The ongoing Fifa World Cup in Qatar has, more than anything, provided us with a much-needed perspective. If any of the five African representatives (Cameroon, Senegal, Tunisia, Morocco and Ghana) were to be pitted against Bafana at the moment, they would head into the match as huge favourites to defeat our beloved national side.
An even more worrying factor that requires strong consideration would be an analysis of how poorly the African teams are performing on the global stage, which makes one wonder how Bafana would have fared if they had somehow snuck onto a plane to Qatar.
The overriding feeling among South African football followers should be one of anxiety as our national team watches the World Cup from the comfort of their homes. If the country wasn’t afforded the opportunity to host the 2010 World Cup, the discussions right now would be around a fifth edition of the global spectacle without Bafana.
The naive level of arrogance South Africans continue to harbour (perhaps understandably so, considering our football history) might also be one of the factors holding us back. The sooner facilitators of the growth processes – and football fans at large – understand our current position, the quicker we can start working out a way forward.
Broos touched on a few of those factors in the early stages of his tenure and was considered disrespectful by many, an indication of how highly we rate the current group of players who continue to underwhelm at every opportunity.
After the memorable 1996 Afcon triumph, Bafana maintained a strong reputation in the years that followed, finishing second in Burkina Faso in 1998, before managing third in 2000 in Nigeria/Ghana, a trend of performance and managing expectations that could only be associated with the best.

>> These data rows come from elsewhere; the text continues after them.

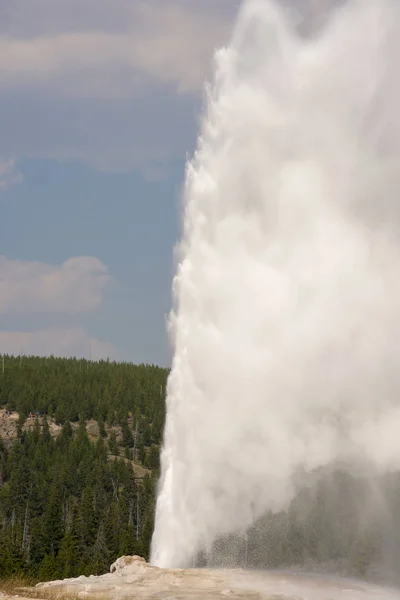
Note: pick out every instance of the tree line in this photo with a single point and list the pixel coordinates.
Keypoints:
(69, 504)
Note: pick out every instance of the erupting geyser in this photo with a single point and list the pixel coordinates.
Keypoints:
(286, 324)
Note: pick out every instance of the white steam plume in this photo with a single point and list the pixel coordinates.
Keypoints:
(287, 295)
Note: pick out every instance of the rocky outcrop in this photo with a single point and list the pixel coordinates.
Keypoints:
(131, 577)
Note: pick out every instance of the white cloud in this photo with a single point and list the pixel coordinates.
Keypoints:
(31, 287)
(168, 43)
(59, 342)
(9, 174)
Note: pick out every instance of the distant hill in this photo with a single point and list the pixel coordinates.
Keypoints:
(79, 457)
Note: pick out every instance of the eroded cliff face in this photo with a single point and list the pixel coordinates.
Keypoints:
(131, 576)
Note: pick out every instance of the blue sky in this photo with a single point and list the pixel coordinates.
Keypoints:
(99, 105)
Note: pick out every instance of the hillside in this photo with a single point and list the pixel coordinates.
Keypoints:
(79, 456)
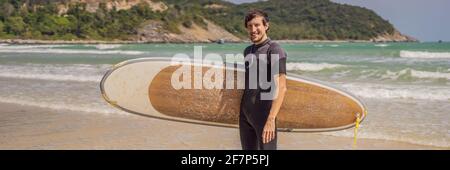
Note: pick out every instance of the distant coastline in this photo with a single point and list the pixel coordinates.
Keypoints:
(36, 41)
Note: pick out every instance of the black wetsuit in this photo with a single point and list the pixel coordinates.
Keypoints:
(254, 111)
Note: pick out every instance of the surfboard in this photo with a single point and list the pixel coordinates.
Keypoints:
(143, 87)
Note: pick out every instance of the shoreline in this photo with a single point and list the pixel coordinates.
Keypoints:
(30, 127)
(35, 41)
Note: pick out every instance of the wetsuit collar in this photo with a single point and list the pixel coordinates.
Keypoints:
(262, 44)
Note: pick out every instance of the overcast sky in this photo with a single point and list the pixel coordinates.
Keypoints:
(427, 20)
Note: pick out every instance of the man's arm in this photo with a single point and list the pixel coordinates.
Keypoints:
(280, 91)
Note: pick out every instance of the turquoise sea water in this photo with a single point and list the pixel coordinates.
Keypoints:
(406, 86)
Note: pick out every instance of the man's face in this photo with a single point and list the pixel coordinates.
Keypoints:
(256, 29)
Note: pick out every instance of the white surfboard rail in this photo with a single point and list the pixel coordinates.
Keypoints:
(290, 76)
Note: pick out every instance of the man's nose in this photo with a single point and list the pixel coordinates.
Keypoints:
(253, 28)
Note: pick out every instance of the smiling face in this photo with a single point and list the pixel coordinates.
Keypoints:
(256, 29)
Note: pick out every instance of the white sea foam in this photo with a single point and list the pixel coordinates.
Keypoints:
(311, 66)
(103, 109)
(426, 74)
(107, 46)
(74, 72)
(381, 45)
(384, 91)
(424, 54)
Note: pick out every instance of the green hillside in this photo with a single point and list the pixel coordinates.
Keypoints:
(290, 19)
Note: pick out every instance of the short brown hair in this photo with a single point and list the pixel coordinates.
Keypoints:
(255, 13)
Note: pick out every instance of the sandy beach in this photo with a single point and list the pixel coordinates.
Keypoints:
(28, 127)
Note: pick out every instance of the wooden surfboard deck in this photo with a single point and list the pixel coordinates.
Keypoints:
(143, 86)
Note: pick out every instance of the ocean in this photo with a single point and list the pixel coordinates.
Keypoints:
(406, 86)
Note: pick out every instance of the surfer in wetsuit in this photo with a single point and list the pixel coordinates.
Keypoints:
(257, 118)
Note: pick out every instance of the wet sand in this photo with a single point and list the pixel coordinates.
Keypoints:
(27, 127)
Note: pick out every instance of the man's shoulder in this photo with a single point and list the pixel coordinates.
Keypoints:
(275, 45)
(247, 49)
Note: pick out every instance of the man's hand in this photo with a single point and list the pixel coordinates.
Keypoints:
(269, 130)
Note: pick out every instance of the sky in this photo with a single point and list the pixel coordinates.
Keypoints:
(426, 20)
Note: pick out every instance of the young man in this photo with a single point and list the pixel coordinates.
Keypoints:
(257, 119)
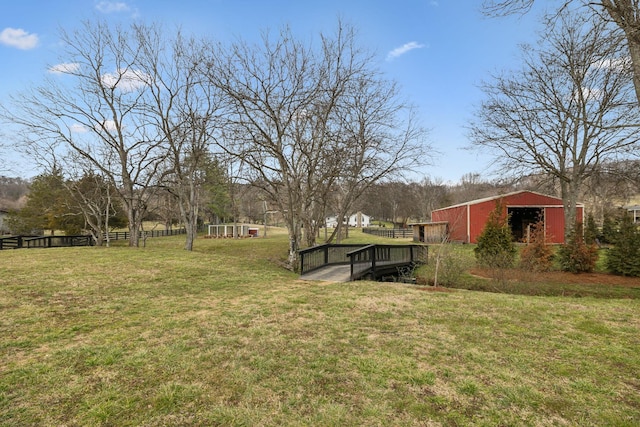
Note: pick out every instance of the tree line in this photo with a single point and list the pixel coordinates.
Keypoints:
(315, 128)
(146, 112)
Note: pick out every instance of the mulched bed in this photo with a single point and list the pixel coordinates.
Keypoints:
(563, 277)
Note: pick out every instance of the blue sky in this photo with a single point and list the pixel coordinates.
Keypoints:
(437, 50)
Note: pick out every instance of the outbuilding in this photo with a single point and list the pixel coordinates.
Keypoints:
(467, 220)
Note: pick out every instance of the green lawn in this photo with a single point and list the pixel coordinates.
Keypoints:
(224, 336)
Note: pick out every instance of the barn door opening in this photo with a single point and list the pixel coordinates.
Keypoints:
(521, 218)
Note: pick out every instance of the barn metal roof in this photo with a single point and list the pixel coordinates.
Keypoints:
(500, 196)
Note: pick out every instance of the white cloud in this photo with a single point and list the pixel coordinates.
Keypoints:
(65, 68)
(17, 37)
(403, 49)
(112, 6)
(125, 80)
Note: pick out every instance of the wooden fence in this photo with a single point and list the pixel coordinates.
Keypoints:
(20, 242)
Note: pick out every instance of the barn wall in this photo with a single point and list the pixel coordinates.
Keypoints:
(464, 229)
(479, 215)
(457, 219)
(531, 199)
(554, 224)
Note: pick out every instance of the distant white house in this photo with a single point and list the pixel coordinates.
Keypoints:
(358, 220)
(3, 216)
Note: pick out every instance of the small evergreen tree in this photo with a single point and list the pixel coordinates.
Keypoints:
(537, 256)
(495, 244)
(590, 231)
(624, 257)
(575, 255)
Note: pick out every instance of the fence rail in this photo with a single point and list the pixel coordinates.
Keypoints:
(392, 233)
(124, 235)
(19, 242)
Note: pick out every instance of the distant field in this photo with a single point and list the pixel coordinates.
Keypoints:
(225, 336)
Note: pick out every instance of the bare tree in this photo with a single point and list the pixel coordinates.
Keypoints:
(184, 108)
(293, 128)
(95, 105)
(566, 111)
(624, 13)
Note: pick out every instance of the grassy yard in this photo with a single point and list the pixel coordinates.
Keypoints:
(224, 336)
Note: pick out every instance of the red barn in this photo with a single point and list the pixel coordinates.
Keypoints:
(466, 220)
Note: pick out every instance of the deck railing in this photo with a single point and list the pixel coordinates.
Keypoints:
(364, 259)
(374, 259)
(327, 254)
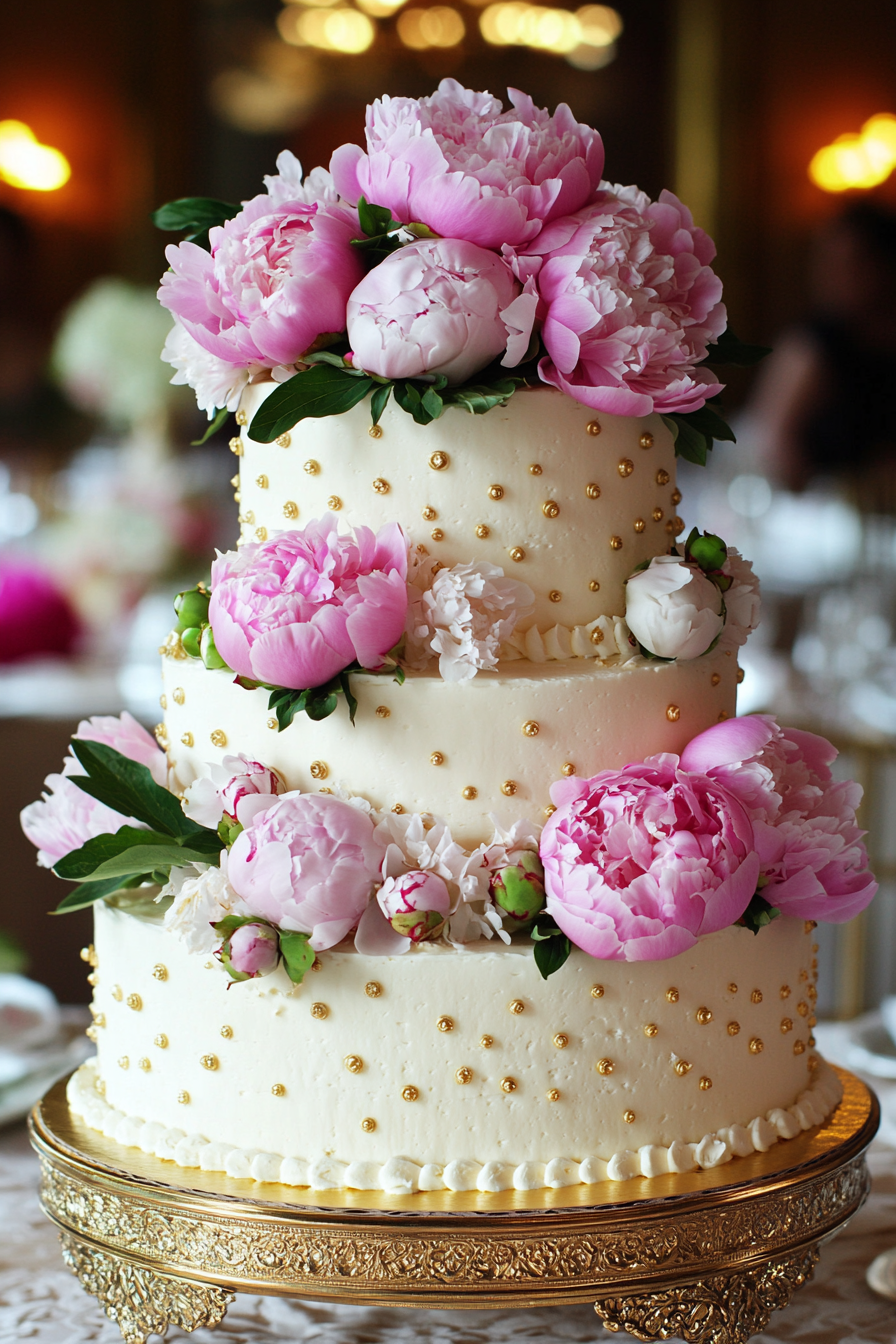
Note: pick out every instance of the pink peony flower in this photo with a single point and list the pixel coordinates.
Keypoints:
(460, 164)
(437, 308)
(277, 277)
(630, 304)
(812, 852)
(308, 864)
(297, 609)
(640, 862)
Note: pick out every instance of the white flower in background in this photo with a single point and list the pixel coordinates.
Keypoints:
(202, 898)
(464, 614)
(673, 609)
(742, 601)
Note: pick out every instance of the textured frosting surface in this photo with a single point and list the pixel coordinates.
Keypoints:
(503, 1069)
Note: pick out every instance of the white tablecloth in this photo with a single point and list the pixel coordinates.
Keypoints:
(43, 1303)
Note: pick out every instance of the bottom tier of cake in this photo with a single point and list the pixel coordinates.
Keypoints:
(453, 1069)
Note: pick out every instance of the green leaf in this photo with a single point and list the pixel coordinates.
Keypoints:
(728, 350)
(320, 390)
(129, 788)
(214, 425)
(297, 956)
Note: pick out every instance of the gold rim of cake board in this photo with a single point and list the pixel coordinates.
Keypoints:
(735, 1241)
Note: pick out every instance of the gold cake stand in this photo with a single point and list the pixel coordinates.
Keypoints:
(707, 1257)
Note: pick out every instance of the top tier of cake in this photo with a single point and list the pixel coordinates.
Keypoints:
(562, 499)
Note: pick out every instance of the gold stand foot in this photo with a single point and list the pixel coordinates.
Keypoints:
(722, 1309)
(140, 1301)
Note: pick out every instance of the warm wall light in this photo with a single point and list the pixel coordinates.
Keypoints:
(28, 164)
(859, 161)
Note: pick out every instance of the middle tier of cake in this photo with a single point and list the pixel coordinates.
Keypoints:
(458, 749)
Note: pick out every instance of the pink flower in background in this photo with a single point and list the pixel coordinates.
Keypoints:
(640, 862)
(306, 604)
(630, 304)
(278, 276)
(309, 864)
(442, 307)
(805, 821)
(462, 165)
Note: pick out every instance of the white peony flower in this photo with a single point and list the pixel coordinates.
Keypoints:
(202, 898)
(464, 614)
(673, 609)
(742, 601)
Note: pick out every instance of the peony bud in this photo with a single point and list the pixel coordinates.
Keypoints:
(415, 903)
(519, 889)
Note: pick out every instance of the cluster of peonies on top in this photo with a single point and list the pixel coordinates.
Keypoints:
(507, 230)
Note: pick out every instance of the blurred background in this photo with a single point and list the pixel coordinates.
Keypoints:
(775, 122)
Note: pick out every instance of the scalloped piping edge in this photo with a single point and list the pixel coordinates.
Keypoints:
(402, 1176)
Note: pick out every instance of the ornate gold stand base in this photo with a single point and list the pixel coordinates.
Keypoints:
(705, 1257)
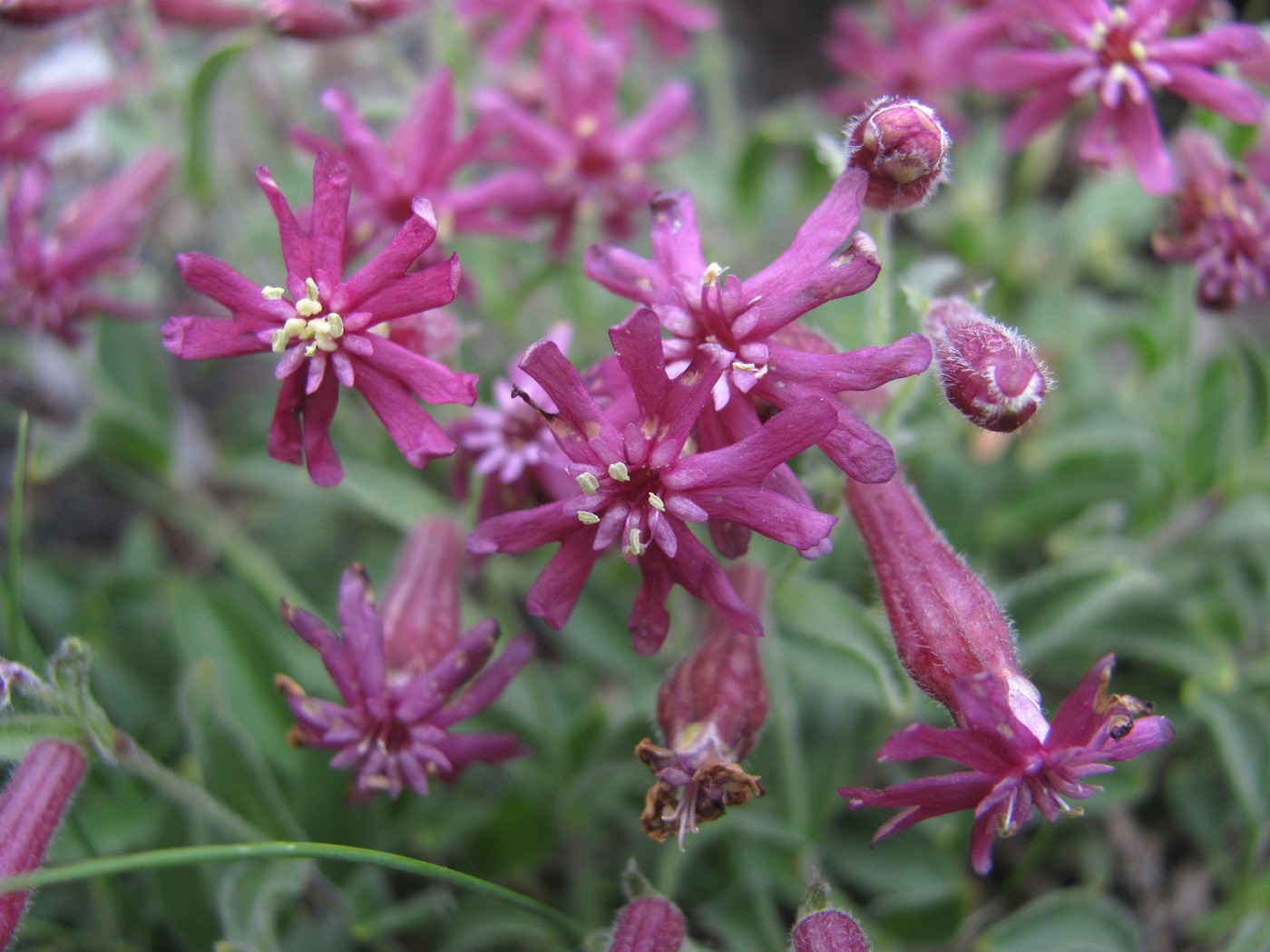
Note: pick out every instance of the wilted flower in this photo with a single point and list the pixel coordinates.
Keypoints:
(47, 282)
(708, 710)
(904, 148)
(698, 304)
(639, 491)
(399, 672)
(327, 327)
(990, 372)
(958, 646)
(1119, 53)
(583, 158)
(1221, 222)
(32, 805)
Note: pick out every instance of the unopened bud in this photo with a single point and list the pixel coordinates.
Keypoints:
(988, 371)
(904, 149)
(648, 924)
(828, 930)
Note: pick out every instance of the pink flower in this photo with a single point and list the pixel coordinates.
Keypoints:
(584, 160)
(421, 158)
(326, 327)
(959, 649)
(990, 372)
(752, 319)
(1221, 224)
(708, 710)
(1119, 53)
(399, 670)
(48, 282)
(32, 805)
(638, 491)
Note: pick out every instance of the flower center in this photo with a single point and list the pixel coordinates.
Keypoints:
(323, 332)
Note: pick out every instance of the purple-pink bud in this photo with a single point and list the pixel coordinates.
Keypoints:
(990, 372)
(828, 930)
(31, 808)
(648, 924)
(945, 622)
(904, 149)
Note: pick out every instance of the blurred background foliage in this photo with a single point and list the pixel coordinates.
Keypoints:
(1132, 516)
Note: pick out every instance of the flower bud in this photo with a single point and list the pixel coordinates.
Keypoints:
(990, 372)
(648, 924)
(904, 149)
(32, 805)
(828, 930)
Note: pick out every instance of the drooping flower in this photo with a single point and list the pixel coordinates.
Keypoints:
(399, 672)
(639, 491)
(1221, 224)
(48, 282)
(421, 158)
(327, 327)
(990, 372)
(32, 806)
(959, 649)
(710, 711)
(698, 304)
(586, 161)
(904, 148)
(1119, 53)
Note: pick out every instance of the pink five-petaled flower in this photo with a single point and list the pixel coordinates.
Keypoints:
(958, 646)
(638, 489)
(1119, 53)
(1221, 222)
(708, 710)
(327, 332)
(421, 158)
(32, 805)
(47, 282)
(583, 159)
(397, 669)
(698, 302)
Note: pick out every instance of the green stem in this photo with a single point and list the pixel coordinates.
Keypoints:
(224, 853)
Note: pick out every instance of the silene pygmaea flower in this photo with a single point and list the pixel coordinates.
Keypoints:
(708, 710)
(399, 672)
(959, 649)
(904, 146)
(32, 805)
(990, 372)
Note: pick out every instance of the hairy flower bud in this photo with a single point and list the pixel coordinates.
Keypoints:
(904, 149)
(32, 805)
(828, 930)
(990, 372)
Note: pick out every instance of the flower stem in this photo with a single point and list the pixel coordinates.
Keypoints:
(232, 852)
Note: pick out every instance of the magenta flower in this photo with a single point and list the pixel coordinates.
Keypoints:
(698, 302)
(326, 327)
(421, 158)
(583, 159)
(32, 806)
(708, 710)
(638, 491)
(1119, 53)
(399, 670)
(48, 282)
(990, 372)
(958, 646)
(1221, 222)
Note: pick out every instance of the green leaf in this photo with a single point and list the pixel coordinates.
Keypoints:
(1070, 920)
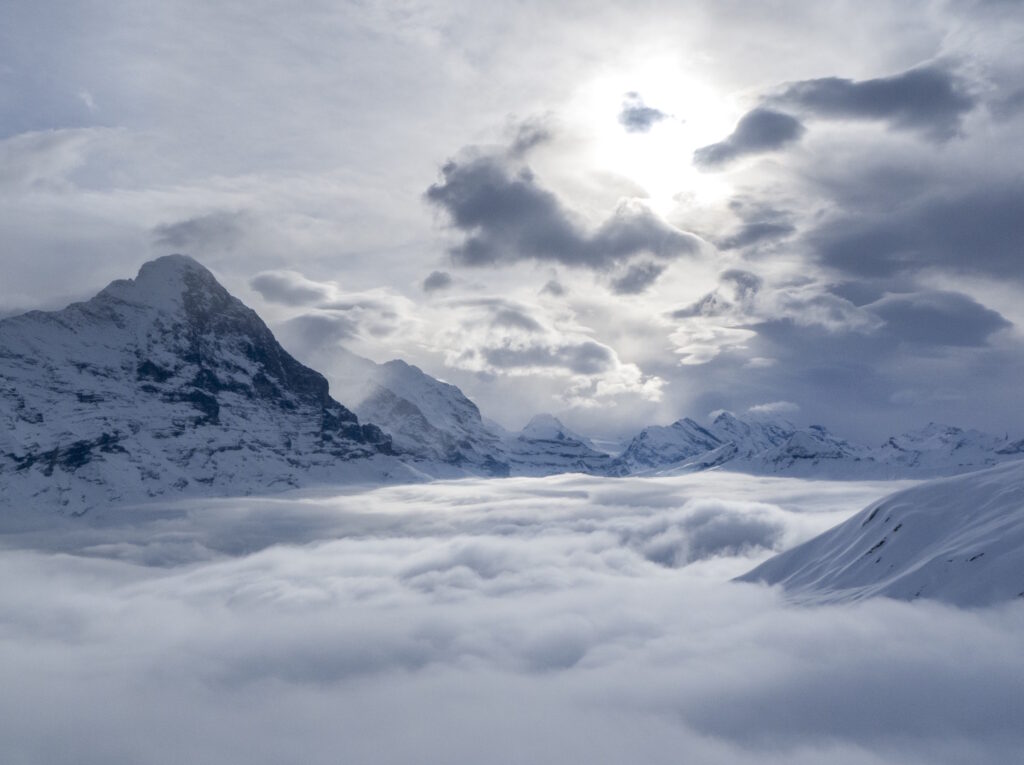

However, in the past 22 years, the side has disappointed regularly, managing just two quarter-final finishes in the seven competitions they were able to qualify for (including the one they hosted in 2013).
Perhaps it is not the most accurate way to fully measure the performance of what South African football lovers describe as a "footballing nation" without including the underwhelming nature of the domestic league.
The Premier Soccer League has always been a platform for some of the best players on the continent to showcase their skills and contribute to the overall success of the institutions within.
The domestic league has played host to the likes of Roger Feutmba, Raphael Chukwu and Collins Mbesuma, players that set the stage on fire during their eras. However, their outstanding performances contributed to an already high-quality environment.
Fast forward to 2022: Peter Shalulile walks away with the Player’s Player of the Year award for the second time, while Angola’s Hugo Marques claims Goalkeeper of the Season. Although the reliable Themba Zwane deserves a fair shout, is it about time South Africans start smelling the coffee with regard to the development of top-level players.
Prior to the beginning of the 2022/2023 campaign, Amakhosi head coach, Arthur Zwane revealed his intention to sign a left-footed centre-back as he assembled his side. After weeks of searching, his efforts led him to the Mozambique captain Edmilson Dove, who had returned to his country after being released by Cape Town City the year before.
This particular scenario speaks to either one of two factors. It’s either all the academies in South Africa have failed to produce a left-footed centre-back that fits the level of Chiefs, or the club is reluctant to spend on local players of a certain calibre. However, both reasons contribute to the regressing nature of South African player development.
In line with continental standards, we are one of the "small" nations at the moment, and even smaller on the global stage. If it wasn’t for Qatar’s dismal showing at the World Cup, we would still be the proud owners of the title "worst-performing hosts" in the tournament’s history.